Vanda Wesenhagen

Personal information
- Born: 1957 (age 68–69) Netherlands
- Role: Middle-order batsman

International information
- National side: Netherlands (1983–1990);
- ODI debut (cap 19): 30 November 1988 v Ireland
- Last ODI: 20 July 1990 v Denmark
- Source: CricketArchive, 14 April 2016

= Vanda Wesenhagen =

Dutch cricketer

Vanda Wesenhagen (born 1957) is a former Dutch international cricketer who represented the Dutch national team between 1981 and 1990, including at the 1988 World Cup. She played as a middle-order batsman and occasional medium-pace bowler.
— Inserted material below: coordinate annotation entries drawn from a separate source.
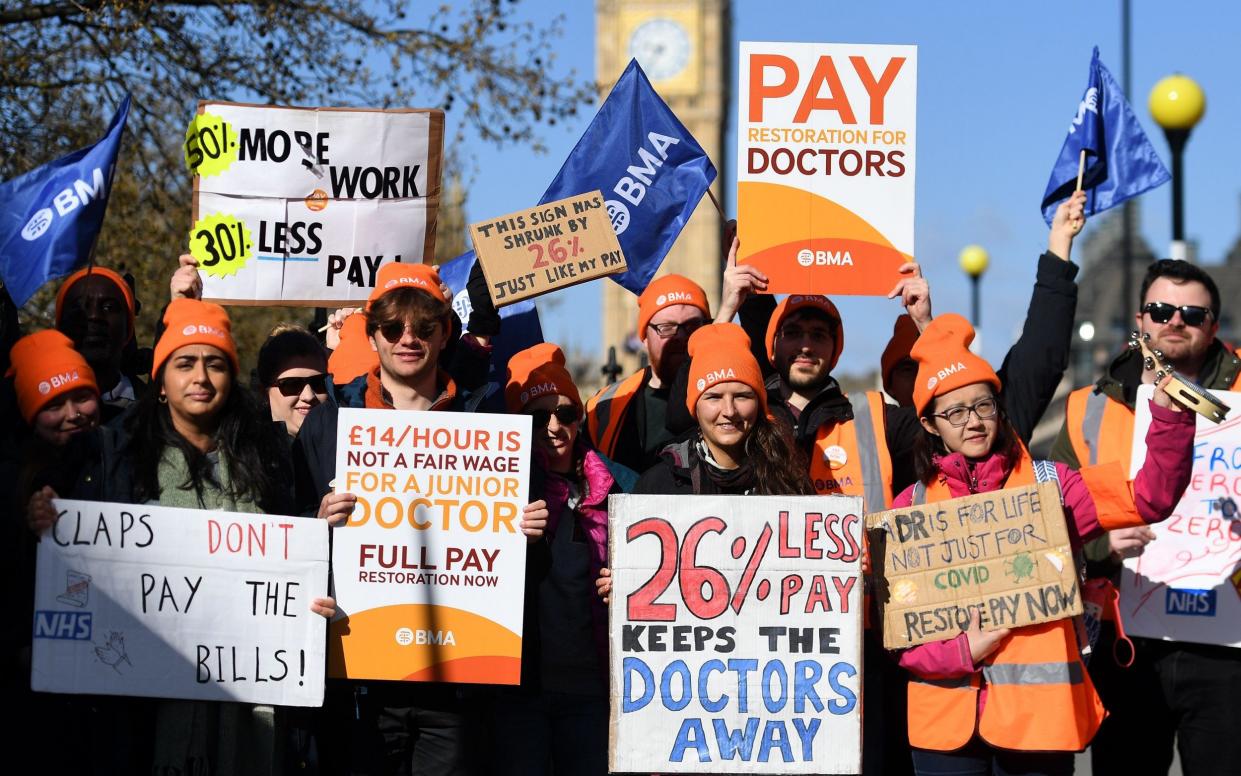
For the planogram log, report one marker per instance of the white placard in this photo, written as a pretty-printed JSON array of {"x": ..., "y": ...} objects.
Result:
[
  {"x": 324, "y": 198},
  {"x": 735, "y": 635},
  {"x": 1187, "y": 584},
  {"x": 430, "y": 570},
  {"x": 143, "y": 600}
]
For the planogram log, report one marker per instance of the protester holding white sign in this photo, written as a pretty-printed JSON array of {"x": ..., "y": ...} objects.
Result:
[
  {"x": 197, "y": 441},
  {"x": 997, "y": 698},
  {"x": 408, "y": 325},
  {"x": 564, "y": 693}
]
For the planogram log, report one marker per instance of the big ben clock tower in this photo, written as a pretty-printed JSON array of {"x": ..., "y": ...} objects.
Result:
[{"x": 683, "y": 46}]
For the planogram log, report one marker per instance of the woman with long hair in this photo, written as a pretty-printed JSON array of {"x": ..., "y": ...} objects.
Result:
[
  {"x": 201, "y": 441},
  {"x": 737, "y": 448},
  {"x": 557, "y": 720},
  {"x": 1014, "y": 699}
]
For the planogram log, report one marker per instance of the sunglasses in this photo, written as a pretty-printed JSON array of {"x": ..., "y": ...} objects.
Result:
[
  {"x": 293, "y": 386},
  {"x": 394, "y": 330},
  {"x": 1162, "y": 312},
  {"x": 566, "y": 415}
]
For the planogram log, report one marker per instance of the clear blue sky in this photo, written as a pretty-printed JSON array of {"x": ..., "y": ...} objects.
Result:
[{"x": 998, "y": 85}]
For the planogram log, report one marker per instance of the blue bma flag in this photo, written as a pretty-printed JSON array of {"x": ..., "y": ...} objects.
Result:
[
  {"x": 1120, "y": 160},
  {"x": 519, "y": 329},
  {"x": 649, "y": 168},
  {"x": 50, "y": 216}
]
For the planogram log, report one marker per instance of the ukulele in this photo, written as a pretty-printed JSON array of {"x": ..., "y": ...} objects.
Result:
[{"x": 1179, "y": 386}]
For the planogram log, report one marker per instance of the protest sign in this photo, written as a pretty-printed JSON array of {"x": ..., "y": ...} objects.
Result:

Wesenhagen made her international debut for the Netherlands at the 1981 Engeland tour, and 1983 Centenary Tournament in Utrecht, playing against Denmark. She opened the bowling with Chantal Grevers, and came in fourth in the batting order. In a three-day match against Ireland in 1987 (an unofficial Test), Wesenhagen was the leading run-scorer in her team's first innings, making 12 out of a team total of 55. She was promoted to open the batting in the second innings, but made only eight runs as the Netherlands lost by an innings and 19 runs. Selected in the Dutch squad for the 1988 World Cup in Australia, Wesenhagen played in six of her team's eight matches – her first One Day International (ODI) appearances. She made 66 runs, the second-most for her team behind Anita van Lier's 159, and her highest score was 41 not out on debut against Ireland. After the World Cup, Wesenhagen made appearances at two further ODI tournaments – the 1989 and 1990 European Cups.